Ma ormai è passato quasi un mese e siamo alla fine del mio viaggio. All’aeroporto, dopo aver assistito all’ultima, fatale illusione di quel giovanotto con la barba e gli occhiali che si perdeva nel volto della sua ragazza cubana, ho l’ennesima, amarissima sorpresa. Volo cancellato e comitato di ricevimento a Fiumicino dei miei amici romani saltato. Dopo due, tre ore veniamo infine dirottati in un hotel di lusso alla periferia dell’Havana. Mai stato in vita mia in un posto del genere. Anche qui, all’arrivo, dopo una giornata di caldo torrido, ho una sete tremenda e in camera, nel frigo, non c’è la bottiglia d’acqua che doveva starci. La sete è terrificante e chiedo più volte alla reception un po’ d’acqua. Mi dicono di tornare in camera e di aspettare. Aspetto, aspetto, ma niente. Purtroppo non la posso acquistare, perché non ho un centesimo dopo che qualcuno/a mi ha rubato, come raccontato in precedenza, i miei ultimi 50 euro dalla valigia posta in camera della mia padrona di casa all’Havana. Alla fine, imbestialito, vado al bar, ordino una bottiglia d’acqua e me la scolo, ignorando platealmente le proteste del barman che mi chiede i soldi. Poco dopo scopro che quello era l’Hotel di Al Capone, l’Hotel preferito dal famoso gangster. La sera, dopo un breve giro nei dintorni, mi butto su una sedia a sdraio posta vicino la piscina di extralusso, ascoltando stancamente il complesso di cantanti donne che ripropone l’ovvio repertorio del caso. Faccio amicizia con delle famiglie di simpatici napoletani, che rivedrò poi con piacere a Napoli. Uno è un avvocato in gamba e insieme organizziamo i termini del rimborso.

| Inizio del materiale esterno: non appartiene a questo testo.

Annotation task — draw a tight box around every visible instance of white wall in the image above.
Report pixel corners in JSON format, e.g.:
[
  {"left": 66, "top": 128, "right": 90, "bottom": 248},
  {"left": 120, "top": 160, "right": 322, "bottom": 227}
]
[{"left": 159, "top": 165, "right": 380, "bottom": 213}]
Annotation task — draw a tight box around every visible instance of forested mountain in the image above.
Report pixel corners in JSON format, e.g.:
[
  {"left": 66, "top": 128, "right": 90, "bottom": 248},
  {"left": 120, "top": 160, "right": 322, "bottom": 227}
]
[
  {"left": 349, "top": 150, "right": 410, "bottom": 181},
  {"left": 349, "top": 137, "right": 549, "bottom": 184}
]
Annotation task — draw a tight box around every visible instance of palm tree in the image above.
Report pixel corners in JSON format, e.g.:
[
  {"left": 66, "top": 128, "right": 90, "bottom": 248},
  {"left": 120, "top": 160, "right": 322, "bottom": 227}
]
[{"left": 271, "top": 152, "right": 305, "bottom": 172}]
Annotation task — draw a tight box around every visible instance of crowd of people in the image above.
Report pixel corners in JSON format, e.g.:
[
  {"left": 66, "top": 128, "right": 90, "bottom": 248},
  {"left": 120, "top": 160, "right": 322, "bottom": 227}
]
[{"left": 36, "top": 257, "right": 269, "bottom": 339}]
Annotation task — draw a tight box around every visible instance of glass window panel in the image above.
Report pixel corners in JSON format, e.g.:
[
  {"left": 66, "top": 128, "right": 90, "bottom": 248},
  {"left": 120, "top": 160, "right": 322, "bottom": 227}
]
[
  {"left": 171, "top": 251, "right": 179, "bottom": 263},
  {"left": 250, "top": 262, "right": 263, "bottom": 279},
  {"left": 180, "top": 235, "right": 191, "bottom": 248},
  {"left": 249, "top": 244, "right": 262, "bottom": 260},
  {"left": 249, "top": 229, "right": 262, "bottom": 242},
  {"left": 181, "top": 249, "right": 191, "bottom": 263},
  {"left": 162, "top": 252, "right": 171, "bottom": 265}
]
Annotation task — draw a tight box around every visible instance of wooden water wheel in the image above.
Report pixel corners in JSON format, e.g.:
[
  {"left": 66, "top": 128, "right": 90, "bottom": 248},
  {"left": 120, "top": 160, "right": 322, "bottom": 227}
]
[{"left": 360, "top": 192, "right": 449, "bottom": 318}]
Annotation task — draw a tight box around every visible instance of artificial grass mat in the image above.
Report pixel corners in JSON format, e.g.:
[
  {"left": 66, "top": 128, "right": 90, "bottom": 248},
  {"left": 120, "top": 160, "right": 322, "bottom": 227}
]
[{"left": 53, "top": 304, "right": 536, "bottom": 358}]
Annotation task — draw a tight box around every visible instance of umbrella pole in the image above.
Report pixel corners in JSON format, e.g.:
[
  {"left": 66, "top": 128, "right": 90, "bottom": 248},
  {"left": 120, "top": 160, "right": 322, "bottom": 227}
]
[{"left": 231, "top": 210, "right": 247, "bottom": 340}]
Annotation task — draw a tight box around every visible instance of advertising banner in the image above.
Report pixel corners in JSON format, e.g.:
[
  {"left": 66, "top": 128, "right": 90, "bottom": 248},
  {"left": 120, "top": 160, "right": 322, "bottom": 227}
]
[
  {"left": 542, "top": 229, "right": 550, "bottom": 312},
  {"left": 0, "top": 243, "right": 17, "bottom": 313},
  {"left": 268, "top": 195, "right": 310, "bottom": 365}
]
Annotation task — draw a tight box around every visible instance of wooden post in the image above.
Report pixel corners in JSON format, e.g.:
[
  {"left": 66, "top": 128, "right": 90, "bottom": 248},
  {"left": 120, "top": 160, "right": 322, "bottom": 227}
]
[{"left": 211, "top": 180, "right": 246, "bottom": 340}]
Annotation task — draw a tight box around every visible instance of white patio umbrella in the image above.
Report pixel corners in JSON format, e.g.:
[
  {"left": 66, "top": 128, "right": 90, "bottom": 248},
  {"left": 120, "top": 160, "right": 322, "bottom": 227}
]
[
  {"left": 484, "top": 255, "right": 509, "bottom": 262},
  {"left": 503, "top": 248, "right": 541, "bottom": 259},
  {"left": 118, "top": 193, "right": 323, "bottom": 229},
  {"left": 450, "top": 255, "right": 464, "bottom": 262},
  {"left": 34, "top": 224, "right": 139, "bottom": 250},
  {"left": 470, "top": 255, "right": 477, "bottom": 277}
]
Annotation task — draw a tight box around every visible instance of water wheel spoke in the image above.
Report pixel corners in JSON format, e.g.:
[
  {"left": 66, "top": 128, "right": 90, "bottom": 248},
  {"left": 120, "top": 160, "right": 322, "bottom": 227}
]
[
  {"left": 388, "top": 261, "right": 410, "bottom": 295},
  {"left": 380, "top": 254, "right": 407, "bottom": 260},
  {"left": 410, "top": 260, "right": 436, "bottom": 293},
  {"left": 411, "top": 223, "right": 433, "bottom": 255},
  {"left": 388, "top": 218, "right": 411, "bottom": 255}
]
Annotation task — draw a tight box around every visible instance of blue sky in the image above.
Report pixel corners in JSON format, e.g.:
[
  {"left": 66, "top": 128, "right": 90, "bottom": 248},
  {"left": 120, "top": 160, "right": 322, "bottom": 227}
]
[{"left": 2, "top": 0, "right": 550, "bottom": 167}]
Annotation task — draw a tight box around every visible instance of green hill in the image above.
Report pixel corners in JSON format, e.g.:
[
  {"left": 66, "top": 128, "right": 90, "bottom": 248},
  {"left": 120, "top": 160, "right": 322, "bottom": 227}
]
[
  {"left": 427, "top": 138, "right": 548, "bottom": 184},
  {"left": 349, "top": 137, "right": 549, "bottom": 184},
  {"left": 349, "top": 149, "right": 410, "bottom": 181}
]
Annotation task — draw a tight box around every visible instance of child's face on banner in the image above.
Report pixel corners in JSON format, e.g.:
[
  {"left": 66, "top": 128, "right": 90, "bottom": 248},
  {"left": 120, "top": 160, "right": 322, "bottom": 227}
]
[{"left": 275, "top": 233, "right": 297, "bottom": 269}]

La mattina successiva è quella decisiva. Finalmente si parte. Dal finestrino dell’aereo, ripensando a tutte le truffe che subii, guardo i passeggeri prima del decollo. Dalle loro espressioni, sembra che ritornino soddisfatti alle loro case, bevendo il vino e facendosi il segno della croce. Qualcuno biascica orazioni con il rosario. Ci alziamo in volo e, vedendo l’Havana scomparire, ripenso a quello che mi disse il frate italiano che andai a trovare : “Qui quasi nessuno ormai viene più in chiesa. I pochi che resistono ci dicono ‘Ci hanno tolto la libertà e ci hanno dato il libertinaggio’ ”. E’ proprio vero, e ormai lo posso pensare anch’io, che il Comunismo, degenerando in dittatura, ha distrutto gran parte dei valori della società cubana. Prima di affrontare il massacrante viaggio di ritorno, mi scolo i tre bicchieri di vino rosso offertimi, sperando di prendere sonno. Chissà perché, nel dormiveglia, mi vengono in mente i bellissimi versi della poetessa russa Achmatova. Versi straordinari, che però hanno il torto di accusare ingiustamente il Padreterno di aver abbandonato l’uomo. Non sarà il contrario? Cara poetessa dalla vita segnata dal dolore, io penso proprio di sì: ”Bevo a una casa distrutta /alla mia vita sciagurata / a solitudini vissute in due/ E bevo anche a te: /All’inganno di labbra che tradirono,/ al morto gelo dei tuoi occhi,/ ad un mondo crudele e rozzo,/ ad Un Dio che non ci ha salvato”.